CARLA ACCARDI AT GALLERIES MASSIMO E FRANCESCA MININI


CARLA ACCARDI

Opening September 18, 2018

Until November 10, 2018

The gallery has insisted I write a press release for Carla Accardi. 

Two exhibitions in two spaces, mine in Brescia and Francesca's in Milan, for a single project.

I gave it a few tries, before realizing that Carla simply doesn’t need a press release.

Everybody already knows who she was, and, frankly, I wouldn’t have anything to add to what is already common knowledge.

As a painter she was resolute and as person kind, yet never shy.

She always stood her ground; she did not hesitate to leave Trapani for Rome when she understood that the capital would offer better opportunities for carrying on her work.

She kept a very high standard for her beautiful painting right up to the end, even managing to surpass her companions from the Forma group.

Both for her work and as a figure, Carla acted as a link between her generation and those that followed, thanks to the interest of her painting and to her personal openness and approachability.

Young in her approach and style, her work has become emblematic of an era, a bridge that from the post-war period leads right to the #arte Povera and Conceptual Art movements, a world that has embraced her work with great respect and attention. Carla is the queen of Italian art.

Born in Trapani in 1924, she studied at the Accademia di Belle Arti of Palermo and Florence before moving to Rome with fellow artist Antonio Sanfilippo, whom she married in 1949. In the capital city, she was a frequent visitor to Pietro Consagra's studio, where she met Attardi, Dorazio, Guerrini, Perilli, Turcato; together with these artists and Sanfilippo, she established the Forma Group in 1947, thus consolidating her vocation for abstract painting.
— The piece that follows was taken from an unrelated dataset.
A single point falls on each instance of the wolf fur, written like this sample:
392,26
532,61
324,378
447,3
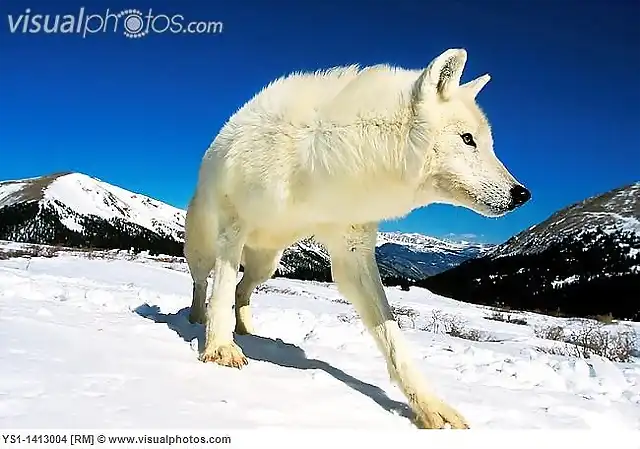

The artist's work moved towards automatism: at first, she reduced her palette to white, black and red, but then used increasingly strong colours, sometimes fluorescent and contrasting; from 1965 onwards, she continued her exploration of cylinders and cones made of a transparent plastic material called Sicofoil, later used as coating for monochrome canvases or wrapped around bare frames. Active for over fifty years, she died in Rome in 2014. The exhibitions at Galleria Massimo Minini in Brescia and Francesca Minini in Milan present works from the artist's private collection, courtesy of the Accardi Sanfilippo Archive in Rome.